In detail, the coordinates are converted to unsigned integers. The major sort ordinate is split into strip and modulus within the strip. This is merely integer division with remainder. (All this can be thought of as a variation on the technique of space-filling curves.) If the search diameter is exactly the same as the strip width, we need traverse short linear regions of just two strips. For circular region, the number of data traversed is only 4/pi the size of the result set. AllegroGraph implements cursors as the mechanism for stepping through a range of data. A specialized class of cursor called a concatenated cursor can step though a set of linear segments of the data, e.g. the regions of the two strips above.

If the search diameter is smaller than the strip width, short regions of only one or two strips need be traversed. Efficiency stays high, falling off roughly linearly in the size of the mis-estimate in the estimated search diameter.

If the search diameter is somewhat larger than the strip width, the ratio between the number of data that need be traversed and the size of the result set stays fairly constant, but the number of separate linear strips that must be addressed and seeked increases about linearly with the error in estimate. With an increasing in the number of separate linear regions that must be traversed there is of course an additional cost, but performance stays reasonable even with fairly large estimation errors.

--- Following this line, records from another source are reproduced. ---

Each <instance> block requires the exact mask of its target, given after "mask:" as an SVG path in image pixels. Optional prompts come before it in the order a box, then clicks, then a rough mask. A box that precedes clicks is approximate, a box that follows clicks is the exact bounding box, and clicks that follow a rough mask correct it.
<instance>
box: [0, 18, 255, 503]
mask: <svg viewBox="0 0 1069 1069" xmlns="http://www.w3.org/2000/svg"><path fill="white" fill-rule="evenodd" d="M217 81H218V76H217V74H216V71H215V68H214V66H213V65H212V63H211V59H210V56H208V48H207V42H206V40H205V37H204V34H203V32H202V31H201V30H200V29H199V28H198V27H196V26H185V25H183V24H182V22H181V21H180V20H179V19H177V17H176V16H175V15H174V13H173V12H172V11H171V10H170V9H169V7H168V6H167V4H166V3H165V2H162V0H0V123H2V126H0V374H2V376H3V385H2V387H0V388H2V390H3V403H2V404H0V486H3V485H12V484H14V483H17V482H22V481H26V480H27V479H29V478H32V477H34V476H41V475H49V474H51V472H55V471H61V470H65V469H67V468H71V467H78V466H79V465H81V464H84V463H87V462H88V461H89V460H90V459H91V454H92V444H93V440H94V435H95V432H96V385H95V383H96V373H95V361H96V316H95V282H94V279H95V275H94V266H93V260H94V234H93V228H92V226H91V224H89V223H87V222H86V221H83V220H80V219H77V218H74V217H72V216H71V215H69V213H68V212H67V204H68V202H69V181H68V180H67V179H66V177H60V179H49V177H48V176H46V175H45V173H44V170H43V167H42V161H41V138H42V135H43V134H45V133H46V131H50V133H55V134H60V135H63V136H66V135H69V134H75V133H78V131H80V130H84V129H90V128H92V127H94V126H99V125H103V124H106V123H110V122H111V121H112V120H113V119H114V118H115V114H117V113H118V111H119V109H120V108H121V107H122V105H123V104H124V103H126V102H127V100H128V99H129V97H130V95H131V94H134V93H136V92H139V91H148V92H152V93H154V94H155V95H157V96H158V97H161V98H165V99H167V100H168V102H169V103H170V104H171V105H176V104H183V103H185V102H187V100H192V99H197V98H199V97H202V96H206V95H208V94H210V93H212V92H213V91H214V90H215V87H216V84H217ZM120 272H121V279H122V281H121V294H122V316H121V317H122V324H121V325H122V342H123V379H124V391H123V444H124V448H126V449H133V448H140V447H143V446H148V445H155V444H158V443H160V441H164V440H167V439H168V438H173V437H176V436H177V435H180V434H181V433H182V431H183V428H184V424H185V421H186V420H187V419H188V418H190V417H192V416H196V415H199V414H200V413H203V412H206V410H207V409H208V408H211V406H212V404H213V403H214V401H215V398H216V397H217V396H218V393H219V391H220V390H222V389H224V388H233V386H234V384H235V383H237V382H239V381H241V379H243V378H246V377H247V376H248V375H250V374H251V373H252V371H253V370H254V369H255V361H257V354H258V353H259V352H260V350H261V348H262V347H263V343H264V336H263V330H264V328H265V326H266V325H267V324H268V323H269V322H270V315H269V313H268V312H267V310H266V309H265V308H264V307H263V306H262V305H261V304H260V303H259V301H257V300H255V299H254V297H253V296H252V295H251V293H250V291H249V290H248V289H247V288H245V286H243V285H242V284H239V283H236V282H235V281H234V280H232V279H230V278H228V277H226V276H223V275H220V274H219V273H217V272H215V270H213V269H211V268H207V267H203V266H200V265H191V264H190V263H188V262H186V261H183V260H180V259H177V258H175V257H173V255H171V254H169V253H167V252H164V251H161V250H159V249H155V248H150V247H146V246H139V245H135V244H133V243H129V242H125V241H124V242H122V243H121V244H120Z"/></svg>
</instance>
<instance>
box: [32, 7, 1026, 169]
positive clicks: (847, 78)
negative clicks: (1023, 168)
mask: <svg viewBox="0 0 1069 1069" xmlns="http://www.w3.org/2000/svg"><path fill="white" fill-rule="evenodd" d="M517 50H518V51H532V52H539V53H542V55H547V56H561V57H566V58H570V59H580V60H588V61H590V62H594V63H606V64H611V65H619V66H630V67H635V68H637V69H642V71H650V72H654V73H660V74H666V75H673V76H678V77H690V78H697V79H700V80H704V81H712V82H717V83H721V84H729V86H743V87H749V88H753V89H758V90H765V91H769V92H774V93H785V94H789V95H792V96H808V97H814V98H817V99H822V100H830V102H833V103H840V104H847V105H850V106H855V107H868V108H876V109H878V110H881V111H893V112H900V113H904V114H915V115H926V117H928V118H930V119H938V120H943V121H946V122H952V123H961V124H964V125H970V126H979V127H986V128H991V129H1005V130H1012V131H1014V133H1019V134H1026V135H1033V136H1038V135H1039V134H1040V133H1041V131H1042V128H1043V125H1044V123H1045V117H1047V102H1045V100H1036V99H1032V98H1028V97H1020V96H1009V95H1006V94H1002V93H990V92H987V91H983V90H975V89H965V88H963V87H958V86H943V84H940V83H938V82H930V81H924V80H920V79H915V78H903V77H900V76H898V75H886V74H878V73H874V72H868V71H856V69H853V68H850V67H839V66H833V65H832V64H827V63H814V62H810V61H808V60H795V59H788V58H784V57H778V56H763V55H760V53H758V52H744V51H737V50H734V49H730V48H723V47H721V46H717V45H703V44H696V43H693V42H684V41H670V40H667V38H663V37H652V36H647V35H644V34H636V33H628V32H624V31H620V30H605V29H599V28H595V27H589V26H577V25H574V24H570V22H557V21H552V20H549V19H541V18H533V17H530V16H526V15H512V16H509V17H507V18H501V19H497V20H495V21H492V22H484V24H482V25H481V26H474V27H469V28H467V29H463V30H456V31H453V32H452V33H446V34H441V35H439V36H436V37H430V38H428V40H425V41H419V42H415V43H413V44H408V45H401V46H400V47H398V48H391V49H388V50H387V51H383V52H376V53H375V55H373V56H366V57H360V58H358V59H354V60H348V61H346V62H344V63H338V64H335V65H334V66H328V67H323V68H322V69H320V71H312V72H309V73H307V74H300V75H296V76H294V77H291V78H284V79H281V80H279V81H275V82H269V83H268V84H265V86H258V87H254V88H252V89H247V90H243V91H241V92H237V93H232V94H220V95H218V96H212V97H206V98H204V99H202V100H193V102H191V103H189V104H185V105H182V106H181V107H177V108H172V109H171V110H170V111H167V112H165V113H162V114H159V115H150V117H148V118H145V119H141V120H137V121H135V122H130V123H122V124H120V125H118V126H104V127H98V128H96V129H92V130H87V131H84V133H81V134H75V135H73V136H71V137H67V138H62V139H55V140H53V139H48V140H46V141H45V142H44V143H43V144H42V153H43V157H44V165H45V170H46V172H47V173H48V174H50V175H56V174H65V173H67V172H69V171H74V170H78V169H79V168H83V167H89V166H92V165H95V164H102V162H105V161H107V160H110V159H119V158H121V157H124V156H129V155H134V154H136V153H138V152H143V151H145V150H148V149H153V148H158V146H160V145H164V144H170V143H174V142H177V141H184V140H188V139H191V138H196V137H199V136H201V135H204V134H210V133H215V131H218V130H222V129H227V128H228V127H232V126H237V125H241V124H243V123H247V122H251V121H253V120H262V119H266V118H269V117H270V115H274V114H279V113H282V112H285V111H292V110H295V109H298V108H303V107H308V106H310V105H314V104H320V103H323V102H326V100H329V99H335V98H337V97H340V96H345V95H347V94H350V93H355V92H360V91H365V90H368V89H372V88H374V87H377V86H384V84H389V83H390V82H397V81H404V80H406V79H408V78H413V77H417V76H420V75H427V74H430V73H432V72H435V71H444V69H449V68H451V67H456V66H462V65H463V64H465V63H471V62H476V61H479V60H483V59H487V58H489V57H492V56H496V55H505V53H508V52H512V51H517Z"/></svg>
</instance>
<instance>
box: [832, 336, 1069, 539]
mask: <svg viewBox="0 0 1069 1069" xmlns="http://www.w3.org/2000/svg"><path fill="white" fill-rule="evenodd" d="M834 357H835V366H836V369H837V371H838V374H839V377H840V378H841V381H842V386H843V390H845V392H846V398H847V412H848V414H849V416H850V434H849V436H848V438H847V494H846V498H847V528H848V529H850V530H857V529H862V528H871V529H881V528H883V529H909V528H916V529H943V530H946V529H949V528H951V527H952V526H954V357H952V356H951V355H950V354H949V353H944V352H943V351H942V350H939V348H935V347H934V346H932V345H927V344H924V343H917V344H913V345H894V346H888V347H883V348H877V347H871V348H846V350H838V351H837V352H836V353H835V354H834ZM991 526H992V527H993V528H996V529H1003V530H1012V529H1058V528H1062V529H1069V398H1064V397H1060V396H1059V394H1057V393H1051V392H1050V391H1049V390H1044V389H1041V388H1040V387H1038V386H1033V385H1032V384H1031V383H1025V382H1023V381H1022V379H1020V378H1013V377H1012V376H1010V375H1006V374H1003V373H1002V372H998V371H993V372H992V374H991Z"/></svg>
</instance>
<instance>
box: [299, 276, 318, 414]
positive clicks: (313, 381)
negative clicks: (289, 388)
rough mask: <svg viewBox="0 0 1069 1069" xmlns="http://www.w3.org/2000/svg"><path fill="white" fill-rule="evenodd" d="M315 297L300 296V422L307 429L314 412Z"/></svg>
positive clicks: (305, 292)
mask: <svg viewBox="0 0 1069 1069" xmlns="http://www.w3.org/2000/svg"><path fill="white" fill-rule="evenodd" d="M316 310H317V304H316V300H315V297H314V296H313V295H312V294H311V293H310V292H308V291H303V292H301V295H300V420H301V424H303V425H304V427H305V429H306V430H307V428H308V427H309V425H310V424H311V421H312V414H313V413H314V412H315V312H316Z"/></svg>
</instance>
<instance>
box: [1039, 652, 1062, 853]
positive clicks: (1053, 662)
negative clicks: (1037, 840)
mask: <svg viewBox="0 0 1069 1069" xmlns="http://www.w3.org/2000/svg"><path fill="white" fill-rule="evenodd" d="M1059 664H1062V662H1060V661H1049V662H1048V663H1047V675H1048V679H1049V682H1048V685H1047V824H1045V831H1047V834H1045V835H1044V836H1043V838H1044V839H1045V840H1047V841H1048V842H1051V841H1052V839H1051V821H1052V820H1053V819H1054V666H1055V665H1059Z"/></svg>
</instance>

To summarize our 2D implementation, it may be inconvenient to need to specify strip width in advance. But performance is still reasonable even with an order of magnitude error. In addition, if extremely different strip sizes are needed, the data can be stored twice with different strip sizes. The two coordinates can be anything: pressure and temperature distance and time. This last possibility suggests extension to 3-D and beyond, particularly MOB data encoding paths in latitude/longitude/time.

The 2D approach extends naturally to 3D and 4D, except that instead of string data in strips we store it in prisms.

This paper concludes with an informal illustration of five classes of MOB queries. These different kinds of queries have different degrees of difficulty.

This has already been covered above. Find all 3D data with a certain proximity (or bounding box or other solid) of a given point.

This requires following the two tracks in parallel through time, repeatedly checking distance. The several prisms containing the regions around each track occur in local linear regions of the SPOG index. A special kind of cursor is implemented which can traverse through time, adding or removing prisms as the path shifts in longitude and latitude. But the two cursors need traverse only the data for the two given MOBs. Any proximate data will necessarily be adjacent in one of several adjacent prisms.

This is somewhat similar to the above, requiring traversal of that single MOB path and detecting other MOBs in proximity. Any such MOB data will be in located within the same several adjacent prisms in the track being followed. Therefore, this search still requires only traversing the portion of the total data set along a single track.

This clearly requires a traversal through the entirety of the MOB data using a slightly different kind of cursor. However, since MOB positions within a given proximity must be within a local region proximate within one of several adjacent prisms, the scan can be done with a single traversal through the data, stepping in parallel through some small number of adjacent prisms.